The optimization procedure has converged. All we need now is to plot the result.

. mata b = optimize_result_params(S)

. mata lqfit = logquad(b[1], b[2], "male")[1::18]

. getmata lqfit, force replace

. gen logm = log(m)

. twoway scatter logm age ///
>    ||  line lqfit age,  legend(off)

. graph export logquads.png, width(500) replace
(file logquads.png written in PNG format)

Log_Quadratic Model

>   fit <- logquad(r$par[1], r$par[2], "male")$logmx[1:18]
>   lqfit <- data.frame(age = b31$agem[-19], obs, fit)
>   p <- ggplot(lqfit, aes(age, obs)) + geom_point() + geom_line(aes(age, fit))
>   ggsave("logquad.png", plot=p, width=500/72, height=400/72, dpi=72)

Log_Quadratic Model
The fit is pretty good overall but, not unlike the previous model, it seems to have some difficulty at ages 10 to 25.

Comparison

Here is a graph that overlays the two fits

. gen lmfit = log(mfit)

. twoway scatter logm age ///
>     ||  line lmfit age , lpat(dash) ///
>     ||  line lqfit age , legend(ring(0) pos(5) cols(1) ///
>         order(2 "Modified Logit" 3 "Log Quadratic"))
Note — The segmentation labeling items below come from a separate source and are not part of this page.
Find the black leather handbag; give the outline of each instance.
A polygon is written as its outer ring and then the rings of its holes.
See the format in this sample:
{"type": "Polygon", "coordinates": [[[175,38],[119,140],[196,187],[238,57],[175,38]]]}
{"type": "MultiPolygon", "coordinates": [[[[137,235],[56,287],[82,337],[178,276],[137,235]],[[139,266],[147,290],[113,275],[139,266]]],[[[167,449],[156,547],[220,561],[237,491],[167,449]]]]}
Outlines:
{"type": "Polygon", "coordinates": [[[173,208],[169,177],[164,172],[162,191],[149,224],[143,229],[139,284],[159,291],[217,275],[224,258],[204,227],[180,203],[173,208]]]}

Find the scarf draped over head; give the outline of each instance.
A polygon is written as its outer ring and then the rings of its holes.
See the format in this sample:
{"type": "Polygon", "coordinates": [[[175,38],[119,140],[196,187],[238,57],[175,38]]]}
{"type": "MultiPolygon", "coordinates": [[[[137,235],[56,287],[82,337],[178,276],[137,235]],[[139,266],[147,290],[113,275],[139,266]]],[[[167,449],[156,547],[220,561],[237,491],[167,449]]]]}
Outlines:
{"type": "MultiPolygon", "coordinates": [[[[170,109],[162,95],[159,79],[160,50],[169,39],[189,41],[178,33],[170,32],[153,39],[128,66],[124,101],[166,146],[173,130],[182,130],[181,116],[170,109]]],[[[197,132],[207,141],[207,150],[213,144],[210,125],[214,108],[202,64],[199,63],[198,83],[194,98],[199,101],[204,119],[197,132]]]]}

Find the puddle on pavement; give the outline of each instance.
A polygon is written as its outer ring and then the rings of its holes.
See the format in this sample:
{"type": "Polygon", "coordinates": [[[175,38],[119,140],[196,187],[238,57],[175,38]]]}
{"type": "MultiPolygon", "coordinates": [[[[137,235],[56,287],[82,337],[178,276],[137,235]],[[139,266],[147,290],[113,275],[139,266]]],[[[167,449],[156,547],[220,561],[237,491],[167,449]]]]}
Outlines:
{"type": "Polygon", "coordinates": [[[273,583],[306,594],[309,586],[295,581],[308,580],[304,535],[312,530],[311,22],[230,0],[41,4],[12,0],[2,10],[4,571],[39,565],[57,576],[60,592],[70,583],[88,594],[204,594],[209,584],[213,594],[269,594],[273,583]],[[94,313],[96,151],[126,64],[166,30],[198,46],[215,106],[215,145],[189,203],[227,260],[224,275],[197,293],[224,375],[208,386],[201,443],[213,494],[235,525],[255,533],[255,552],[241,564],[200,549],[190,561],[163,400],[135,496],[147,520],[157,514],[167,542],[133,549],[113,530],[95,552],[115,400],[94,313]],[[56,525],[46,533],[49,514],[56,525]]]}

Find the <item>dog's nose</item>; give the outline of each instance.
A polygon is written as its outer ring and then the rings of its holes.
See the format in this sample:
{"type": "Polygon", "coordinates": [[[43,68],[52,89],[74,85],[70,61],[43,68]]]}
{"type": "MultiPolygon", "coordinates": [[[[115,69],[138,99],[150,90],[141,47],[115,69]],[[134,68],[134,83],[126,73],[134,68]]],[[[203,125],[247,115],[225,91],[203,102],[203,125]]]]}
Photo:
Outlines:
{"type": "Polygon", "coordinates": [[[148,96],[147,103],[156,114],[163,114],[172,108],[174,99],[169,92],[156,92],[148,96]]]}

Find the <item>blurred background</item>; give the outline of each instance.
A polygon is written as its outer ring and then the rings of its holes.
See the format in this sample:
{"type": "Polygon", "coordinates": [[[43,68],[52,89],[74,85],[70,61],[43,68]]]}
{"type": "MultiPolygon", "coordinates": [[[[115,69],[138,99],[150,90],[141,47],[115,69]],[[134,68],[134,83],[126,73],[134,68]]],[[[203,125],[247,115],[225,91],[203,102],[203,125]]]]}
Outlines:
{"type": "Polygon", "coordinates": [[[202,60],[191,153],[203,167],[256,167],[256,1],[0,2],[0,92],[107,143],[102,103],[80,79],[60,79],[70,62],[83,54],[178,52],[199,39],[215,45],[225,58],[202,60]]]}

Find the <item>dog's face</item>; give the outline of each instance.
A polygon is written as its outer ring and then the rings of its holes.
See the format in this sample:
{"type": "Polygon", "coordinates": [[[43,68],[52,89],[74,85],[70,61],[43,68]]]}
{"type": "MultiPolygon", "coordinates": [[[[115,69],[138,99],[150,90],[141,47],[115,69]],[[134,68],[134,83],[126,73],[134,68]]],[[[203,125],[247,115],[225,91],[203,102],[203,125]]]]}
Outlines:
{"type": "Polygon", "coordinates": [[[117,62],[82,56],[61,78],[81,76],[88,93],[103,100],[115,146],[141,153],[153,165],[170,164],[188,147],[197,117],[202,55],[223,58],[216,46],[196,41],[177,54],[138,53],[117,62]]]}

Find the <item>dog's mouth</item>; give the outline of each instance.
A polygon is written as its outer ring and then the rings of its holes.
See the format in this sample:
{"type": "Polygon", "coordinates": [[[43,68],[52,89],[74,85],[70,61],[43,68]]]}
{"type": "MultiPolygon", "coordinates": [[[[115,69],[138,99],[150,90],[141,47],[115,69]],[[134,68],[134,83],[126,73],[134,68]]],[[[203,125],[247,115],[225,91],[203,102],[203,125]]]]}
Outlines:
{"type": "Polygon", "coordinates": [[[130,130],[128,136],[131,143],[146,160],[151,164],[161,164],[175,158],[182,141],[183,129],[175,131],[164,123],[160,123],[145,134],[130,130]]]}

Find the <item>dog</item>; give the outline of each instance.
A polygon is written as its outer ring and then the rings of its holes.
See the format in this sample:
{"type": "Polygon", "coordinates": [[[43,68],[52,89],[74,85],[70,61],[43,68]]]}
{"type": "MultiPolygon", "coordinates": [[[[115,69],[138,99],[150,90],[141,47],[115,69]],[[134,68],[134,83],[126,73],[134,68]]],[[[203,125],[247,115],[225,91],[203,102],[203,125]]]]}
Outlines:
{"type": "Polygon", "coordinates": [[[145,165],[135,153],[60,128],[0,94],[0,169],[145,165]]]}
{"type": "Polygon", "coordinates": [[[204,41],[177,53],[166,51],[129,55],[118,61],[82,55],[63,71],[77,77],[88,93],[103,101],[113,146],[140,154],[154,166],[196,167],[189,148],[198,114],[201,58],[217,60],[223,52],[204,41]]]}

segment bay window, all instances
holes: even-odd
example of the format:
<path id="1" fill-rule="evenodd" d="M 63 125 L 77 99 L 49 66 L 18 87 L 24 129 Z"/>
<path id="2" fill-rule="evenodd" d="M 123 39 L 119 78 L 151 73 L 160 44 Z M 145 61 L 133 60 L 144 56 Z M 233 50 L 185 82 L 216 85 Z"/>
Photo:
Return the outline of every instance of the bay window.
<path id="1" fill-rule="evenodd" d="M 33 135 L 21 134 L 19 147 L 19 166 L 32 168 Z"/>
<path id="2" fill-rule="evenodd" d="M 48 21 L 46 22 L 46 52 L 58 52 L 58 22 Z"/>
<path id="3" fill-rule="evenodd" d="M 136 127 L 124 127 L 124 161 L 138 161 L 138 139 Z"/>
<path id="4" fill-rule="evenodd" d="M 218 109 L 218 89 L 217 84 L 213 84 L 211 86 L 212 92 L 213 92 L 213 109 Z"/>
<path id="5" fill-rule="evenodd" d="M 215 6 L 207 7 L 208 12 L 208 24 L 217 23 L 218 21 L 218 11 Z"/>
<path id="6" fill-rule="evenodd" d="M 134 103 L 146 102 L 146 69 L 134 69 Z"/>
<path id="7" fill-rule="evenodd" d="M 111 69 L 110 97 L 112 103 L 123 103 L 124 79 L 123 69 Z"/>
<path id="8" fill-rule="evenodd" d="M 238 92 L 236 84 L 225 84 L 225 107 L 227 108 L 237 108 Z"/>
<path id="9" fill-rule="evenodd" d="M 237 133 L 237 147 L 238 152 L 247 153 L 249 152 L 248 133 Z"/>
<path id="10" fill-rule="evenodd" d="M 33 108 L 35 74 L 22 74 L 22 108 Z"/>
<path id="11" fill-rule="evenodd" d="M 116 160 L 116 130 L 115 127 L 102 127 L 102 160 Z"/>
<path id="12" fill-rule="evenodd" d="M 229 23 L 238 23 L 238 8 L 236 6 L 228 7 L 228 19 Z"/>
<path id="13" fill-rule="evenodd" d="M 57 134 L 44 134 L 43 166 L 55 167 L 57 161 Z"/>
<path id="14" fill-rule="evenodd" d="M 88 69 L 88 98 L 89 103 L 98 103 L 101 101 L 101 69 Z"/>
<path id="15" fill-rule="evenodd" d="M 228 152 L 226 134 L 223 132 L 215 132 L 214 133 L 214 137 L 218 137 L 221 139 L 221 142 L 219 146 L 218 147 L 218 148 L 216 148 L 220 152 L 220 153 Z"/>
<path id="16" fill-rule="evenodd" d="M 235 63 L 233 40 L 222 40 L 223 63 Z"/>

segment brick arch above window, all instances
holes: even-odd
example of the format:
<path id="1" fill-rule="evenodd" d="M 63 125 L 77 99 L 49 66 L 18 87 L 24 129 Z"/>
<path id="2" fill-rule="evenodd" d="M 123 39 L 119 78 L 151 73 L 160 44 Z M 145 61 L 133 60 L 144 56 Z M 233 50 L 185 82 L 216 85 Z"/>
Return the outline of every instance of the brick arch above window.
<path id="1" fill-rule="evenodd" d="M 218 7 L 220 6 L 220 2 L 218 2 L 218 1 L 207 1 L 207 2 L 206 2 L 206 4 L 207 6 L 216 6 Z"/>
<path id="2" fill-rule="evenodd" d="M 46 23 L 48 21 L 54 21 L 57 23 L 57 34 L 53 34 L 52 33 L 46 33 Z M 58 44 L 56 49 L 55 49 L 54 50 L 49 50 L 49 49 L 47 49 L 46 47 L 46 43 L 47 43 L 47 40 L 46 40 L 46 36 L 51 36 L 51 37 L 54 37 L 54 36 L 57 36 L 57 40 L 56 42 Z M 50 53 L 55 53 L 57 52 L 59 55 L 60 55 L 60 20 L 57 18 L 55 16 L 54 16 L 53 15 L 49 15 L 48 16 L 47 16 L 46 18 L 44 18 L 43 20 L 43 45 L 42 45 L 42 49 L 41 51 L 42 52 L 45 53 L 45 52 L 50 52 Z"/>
. graph export mortmods.png, width(500) replace
(file mortmods.png written in PNG format)

Model Comparison

> fits <- mutate(lqfit, fitm = log(mfit[-19]))
> p <- ggplot(fits, aes(age, obs)) + geom_point() +  
+   geom_line(aes(age, fit, color="c1")) + 
+   geom_line(aes(age, fitm, color="c2")) +
+   scale_color_manual(name="Model", values=c("c1" = "blue", "c2" = "red"), 
+   labels=c("Log-quadratic", "Modified logit")) + 
+   theme(legend.position =c(.9, .12))
> ggsave("mormodsr.png", plot=p, width=500/72, height=400/72, dpi=72)

Model Comparison
There seems to be some room for improvement, but in my opinion it will be hard to do much better without adding a third parameter.